Check how small the supply lines under the burners are!


RVIA adopts NFPA standards, NFPA 1192 Rec Vehicles

Ther are other factors involved in your bakery example. Like my Suburban cook stove in the camper, it was designed to operate (max) at a certain level. As already posted, no doubt it can be bumped up in performance but that would be contrary to what it was designed for. But no way, under the sun, will it ever operate on the scale of the Coleman camp stove, with only 11" WC pressure. Impossible.

Now, my Coleman camp stove uses 10 psi ... you keep saying 15 (unless you know more than Coleman?) ~ it has a regulator on it to ensure the burners will receive that max amount ... and obviously that 10 psi can be regulated further by the burner valve. But the fact is that stove, as presently designed, can only deliver so much heat (BTU's). Maybe someone real knowledgeable could boost it a tad with bigger jets as it is presently set-up. And here's the point ... in order to achieve a higher BTU level, assuming one where to have the proper burner/orifice set-up, would be to increase the supply of fuel and with propane that would be a higher psi.

Wingdreamer

Wow, we're getting some great discussion on this topic, thanks! So far, I've learned that the manufacturer deliberately keeps the output on these stoves low as they are used inside or outside,close to the camper. Ok, makes sense. As I never use the stove indoors, it wouldn't be big deal for me,  not mount it on the outside, but rather set it on a table close to the camper. (I presently place a glass cutting board between the stove and the camper to deflect excessive heat and it has worked well for the last 2 years.) I'd still like to tweak the orifice a little (replace or slightly oversize it) if you think it will increase BTU output.

AustinBoston

Quote from: flyfisherman;213470Again ... no doubt a more efficient burner/orifice/jet assembly on a stove receiving "X" amount of fuel will out perform an inferior design receiving the same amount of fuel.

This is totally and utterly irrelvant to the point.  At 11" water column, you can deliver 50,000 BTUs.  It's not about efficiency.

QuoteHowever, a pound or a gallon of propane only contains so much energy (BTU's if you will) and if you deliver say one quarter of that amount in one hour vs half

And this has to do with PSI how?

QuoteAs for your single burner stove, it's regulator was located right where you screwed in the disposable tank and only allowed so much fuel to come out of the tank and be consumed.  In other words, it restricted the psi just as a propane regulator does on the camper.

Misuse of the term "regulator."  W/R/T propane, a regulator sets the pressure, not the rate of flow.  This stove did not regulate pressure, only the size of the opening through which propane could flow.

QuoteLike the water hose with 45 psi, barely crack the valve and only so much water comes out...

OK so far...

Quote...at a lower pressure.

Analogy FAIL.  You are comparing a valve to a regulator.  Different animals entirely.

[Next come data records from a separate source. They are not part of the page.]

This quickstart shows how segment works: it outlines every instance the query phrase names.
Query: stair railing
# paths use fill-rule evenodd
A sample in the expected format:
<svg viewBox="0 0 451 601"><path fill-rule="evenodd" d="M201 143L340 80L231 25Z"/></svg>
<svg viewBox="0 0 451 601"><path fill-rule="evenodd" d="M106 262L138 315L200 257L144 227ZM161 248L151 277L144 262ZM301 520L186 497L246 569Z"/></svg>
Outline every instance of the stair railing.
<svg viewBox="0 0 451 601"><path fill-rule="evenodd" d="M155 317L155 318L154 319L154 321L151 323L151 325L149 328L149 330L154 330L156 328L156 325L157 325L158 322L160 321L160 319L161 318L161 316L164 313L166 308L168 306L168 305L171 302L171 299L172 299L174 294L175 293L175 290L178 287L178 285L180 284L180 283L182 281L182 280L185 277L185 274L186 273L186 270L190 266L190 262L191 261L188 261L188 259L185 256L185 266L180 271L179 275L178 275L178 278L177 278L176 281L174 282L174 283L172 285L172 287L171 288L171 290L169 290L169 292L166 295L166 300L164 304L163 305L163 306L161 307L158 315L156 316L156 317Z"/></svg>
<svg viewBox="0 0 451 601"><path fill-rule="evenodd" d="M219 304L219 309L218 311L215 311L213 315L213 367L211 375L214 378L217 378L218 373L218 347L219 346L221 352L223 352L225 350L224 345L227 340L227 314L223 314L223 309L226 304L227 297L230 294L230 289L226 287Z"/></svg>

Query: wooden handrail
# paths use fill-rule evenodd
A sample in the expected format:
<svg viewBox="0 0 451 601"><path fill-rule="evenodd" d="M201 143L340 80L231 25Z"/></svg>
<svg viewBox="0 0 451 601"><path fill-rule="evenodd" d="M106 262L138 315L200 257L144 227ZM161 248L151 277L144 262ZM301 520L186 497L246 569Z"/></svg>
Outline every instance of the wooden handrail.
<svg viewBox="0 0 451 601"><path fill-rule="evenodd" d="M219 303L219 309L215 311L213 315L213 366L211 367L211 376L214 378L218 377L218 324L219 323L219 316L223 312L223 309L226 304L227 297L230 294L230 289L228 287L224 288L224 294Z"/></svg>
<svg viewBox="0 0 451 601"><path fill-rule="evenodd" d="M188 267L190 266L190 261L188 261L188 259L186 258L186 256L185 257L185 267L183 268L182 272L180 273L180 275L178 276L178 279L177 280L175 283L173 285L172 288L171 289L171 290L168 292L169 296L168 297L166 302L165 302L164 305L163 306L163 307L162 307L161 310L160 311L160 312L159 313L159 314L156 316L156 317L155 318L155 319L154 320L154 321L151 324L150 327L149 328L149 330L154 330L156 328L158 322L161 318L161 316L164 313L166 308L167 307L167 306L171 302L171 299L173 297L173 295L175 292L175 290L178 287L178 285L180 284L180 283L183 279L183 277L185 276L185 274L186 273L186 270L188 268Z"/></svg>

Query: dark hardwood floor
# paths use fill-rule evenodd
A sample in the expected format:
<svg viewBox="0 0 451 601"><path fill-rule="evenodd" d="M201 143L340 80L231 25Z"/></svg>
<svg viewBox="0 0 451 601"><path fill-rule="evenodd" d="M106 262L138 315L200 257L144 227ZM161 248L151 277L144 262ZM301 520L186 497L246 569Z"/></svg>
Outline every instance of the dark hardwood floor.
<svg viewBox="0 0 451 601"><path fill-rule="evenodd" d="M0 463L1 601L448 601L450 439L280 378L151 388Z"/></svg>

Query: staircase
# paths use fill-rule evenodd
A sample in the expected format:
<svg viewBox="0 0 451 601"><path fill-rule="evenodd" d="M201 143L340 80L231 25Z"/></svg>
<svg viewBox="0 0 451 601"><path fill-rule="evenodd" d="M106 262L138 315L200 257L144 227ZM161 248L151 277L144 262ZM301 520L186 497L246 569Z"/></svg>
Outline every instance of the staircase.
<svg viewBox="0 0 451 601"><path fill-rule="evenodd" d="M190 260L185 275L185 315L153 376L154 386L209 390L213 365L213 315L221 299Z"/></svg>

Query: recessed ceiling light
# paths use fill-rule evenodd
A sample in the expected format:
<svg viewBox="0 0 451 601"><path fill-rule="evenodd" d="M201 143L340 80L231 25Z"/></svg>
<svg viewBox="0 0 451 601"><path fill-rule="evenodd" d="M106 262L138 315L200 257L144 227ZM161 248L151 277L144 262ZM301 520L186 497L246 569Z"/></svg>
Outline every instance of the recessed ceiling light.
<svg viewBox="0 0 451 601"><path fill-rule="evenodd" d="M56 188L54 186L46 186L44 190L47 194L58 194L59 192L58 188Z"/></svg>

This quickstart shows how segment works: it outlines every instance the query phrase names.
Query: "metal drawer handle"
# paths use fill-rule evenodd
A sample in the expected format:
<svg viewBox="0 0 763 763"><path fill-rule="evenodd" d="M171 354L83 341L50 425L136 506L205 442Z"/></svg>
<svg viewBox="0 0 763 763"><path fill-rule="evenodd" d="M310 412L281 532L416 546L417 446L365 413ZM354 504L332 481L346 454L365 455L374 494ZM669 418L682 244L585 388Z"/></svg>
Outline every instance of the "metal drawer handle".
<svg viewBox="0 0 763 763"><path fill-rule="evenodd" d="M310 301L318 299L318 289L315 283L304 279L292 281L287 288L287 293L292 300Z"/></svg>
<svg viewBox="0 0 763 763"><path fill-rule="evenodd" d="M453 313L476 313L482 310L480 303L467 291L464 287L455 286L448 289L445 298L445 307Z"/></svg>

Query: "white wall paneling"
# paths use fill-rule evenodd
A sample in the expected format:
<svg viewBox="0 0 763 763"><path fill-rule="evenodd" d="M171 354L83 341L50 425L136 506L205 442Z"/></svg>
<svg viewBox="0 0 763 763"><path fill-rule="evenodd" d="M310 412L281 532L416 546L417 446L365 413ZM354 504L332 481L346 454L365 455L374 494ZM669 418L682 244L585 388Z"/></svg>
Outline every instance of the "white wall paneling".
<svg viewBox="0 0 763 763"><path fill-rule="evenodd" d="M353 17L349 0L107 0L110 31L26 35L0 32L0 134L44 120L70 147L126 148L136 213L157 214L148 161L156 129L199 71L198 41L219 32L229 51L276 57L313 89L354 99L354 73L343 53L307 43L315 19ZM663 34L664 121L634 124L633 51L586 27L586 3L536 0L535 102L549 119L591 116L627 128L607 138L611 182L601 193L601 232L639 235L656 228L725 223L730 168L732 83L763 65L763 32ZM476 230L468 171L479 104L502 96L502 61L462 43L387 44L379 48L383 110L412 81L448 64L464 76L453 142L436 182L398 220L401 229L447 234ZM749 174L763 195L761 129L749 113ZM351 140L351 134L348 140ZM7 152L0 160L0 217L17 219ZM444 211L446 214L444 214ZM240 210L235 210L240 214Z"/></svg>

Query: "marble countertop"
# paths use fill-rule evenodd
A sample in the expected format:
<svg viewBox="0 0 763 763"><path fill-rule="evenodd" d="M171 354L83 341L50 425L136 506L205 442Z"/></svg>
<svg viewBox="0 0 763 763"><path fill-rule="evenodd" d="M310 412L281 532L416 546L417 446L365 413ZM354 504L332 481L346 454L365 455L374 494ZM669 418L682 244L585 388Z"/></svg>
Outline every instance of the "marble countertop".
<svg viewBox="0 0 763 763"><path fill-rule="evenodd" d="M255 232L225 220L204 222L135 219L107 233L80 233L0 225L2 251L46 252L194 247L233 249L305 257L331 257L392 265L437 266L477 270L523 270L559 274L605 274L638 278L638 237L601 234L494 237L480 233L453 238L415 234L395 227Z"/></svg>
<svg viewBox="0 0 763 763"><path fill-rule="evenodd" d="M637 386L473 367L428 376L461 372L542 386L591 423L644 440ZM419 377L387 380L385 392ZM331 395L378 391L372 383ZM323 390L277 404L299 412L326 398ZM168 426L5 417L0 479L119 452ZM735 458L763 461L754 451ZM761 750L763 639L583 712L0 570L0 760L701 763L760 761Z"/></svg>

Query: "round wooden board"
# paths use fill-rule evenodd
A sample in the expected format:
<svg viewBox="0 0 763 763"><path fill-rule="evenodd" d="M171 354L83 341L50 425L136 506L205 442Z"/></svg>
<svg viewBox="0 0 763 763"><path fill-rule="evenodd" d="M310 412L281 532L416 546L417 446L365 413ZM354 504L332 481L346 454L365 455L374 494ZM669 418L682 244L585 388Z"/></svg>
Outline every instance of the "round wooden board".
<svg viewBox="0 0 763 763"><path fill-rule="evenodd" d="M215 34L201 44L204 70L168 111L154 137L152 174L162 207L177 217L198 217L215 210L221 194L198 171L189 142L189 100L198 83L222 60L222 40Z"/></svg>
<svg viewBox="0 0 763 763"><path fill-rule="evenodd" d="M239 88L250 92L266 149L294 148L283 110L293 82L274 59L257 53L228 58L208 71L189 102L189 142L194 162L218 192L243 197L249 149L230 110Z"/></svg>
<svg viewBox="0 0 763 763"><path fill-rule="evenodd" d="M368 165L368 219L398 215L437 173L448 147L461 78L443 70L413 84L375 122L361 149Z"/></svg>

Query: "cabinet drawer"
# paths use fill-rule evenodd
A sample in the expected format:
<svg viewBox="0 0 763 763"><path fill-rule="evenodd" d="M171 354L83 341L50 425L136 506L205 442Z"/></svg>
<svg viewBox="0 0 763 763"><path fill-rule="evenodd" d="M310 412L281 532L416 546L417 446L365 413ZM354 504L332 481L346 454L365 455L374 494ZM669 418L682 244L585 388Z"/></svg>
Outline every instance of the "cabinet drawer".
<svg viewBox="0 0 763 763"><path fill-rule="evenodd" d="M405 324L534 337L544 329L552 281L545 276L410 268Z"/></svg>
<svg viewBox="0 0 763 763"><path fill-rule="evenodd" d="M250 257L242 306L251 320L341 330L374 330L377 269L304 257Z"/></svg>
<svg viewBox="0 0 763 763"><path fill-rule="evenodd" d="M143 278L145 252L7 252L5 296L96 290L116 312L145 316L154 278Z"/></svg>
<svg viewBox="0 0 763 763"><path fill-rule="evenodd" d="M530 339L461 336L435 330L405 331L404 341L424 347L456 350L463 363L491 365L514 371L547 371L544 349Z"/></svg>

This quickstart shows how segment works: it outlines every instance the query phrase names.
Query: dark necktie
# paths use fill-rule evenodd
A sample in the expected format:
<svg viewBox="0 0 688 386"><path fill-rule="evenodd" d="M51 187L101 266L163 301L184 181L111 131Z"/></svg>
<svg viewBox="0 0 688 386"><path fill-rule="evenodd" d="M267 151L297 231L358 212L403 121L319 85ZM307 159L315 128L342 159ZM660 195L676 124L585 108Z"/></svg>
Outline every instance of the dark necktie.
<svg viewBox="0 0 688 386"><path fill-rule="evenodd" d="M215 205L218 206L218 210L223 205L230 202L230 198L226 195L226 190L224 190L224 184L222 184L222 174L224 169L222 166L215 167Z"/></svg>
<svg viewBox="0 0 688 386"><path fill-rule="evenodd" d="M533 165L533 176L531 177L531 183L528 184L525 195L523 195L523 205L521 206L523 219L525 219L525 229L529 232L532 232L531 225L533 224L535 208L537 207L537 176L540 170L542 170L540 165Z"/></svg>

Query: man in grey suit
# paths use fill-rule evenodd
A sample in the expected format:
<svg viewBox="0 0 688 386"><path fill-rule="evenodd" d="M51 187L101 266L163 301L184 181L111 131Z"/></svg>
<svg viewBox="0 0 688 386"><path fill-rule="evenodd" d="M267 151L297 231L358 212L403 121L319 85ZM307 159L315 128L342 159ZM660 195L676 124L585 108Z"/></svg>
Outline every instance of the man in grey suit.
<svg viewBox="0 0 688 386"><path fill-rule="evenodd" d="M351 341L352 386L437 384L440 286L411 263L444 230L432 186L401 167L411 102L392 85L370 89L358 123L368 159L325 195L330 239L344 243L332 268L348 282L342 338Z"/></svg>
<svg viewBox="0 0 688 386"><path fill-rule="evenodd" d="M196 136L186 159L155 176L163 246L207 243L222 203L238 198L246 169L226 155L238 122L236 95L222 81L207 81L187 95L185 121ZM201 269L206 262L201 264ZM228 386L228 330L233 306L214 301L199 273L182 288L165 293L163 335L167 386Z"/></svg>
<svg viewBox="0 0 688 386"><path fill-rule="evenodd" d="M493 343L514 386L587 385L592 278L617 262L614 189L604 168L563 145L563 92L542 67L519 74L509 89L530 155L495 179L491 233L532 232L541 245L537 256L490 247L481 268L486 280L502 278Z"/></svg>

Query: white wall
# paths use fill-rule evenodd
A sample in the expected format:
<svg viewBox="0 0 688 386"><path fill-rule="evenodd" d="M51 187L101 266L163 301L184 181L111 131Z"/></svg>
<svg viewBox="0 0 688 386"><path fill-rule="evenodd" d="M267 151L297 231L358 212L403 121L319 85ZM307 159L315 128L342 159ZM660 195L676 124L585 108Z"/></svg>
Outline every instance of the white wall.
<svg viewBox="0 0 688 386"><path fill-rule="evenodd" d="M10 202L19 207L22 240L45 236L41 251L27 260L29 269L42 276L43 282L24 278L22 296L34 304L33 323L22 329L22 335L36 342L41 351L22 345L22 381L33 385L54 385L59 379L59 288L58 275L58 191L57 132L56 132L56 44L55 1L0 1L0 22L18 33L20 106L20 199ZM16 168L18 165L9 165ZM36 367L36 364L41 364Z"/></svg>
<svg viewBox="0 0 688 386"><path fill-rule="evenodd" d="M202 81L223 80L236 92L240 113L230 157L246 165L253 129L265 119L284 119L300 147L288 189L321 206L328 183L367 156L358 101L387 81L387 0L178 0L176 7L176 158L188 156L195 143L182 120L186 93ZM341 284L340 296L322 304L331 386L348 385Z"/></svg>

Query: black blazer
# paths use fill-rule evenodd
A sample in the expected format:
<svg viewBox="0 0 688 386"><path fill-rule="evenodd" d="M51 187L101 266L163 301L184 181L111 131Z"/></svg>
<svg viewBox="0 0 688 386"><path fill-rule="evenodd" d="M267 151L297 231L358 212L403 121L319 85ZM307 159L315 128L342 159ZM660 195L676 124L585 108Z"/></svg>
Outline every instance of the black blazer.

1) The hose will build to 45 PSI if the nozzle is all the way off, no matter how little the valve is turned on.  The propane line will not exceed 11" WC, even with everything off.

2) The hose will drop to near zero pressure when the nozzle is turned all the way on.  The propane line will remain at 11" WC unless there is a catastrophic failure (i.e. major leak).

3) If the hose has a "Y" in it with two devices connected, turning one of the devices on and off will affect the amount of water going to the other device, because the pressure will fall when the device is on, and rise when it is off.  This does not happen with a propane regulator.  The regulator will allow more gas to flow when there is more demand in order to maintain the 11" W.C.

A valve (faucet) linits flow rate.  A regulator (below a certain flow rate) does not.  You will hit the tanks OPD leak limit before hitting that limit with an 11" W.C. regulator.  You would hit the very same limit if the regulator were for 10 or 15 PSI (220 or 330" W.C.).

QuoteOpen the valve fully and it comes out gang busters. In other words, it delivers more water. Yes, we can stick an adjustable nozzle on the end of the hose and do all kinds of things with it, but we need pressure to deliver optimum supply.

And indoors, 11" WC is optimum pressure.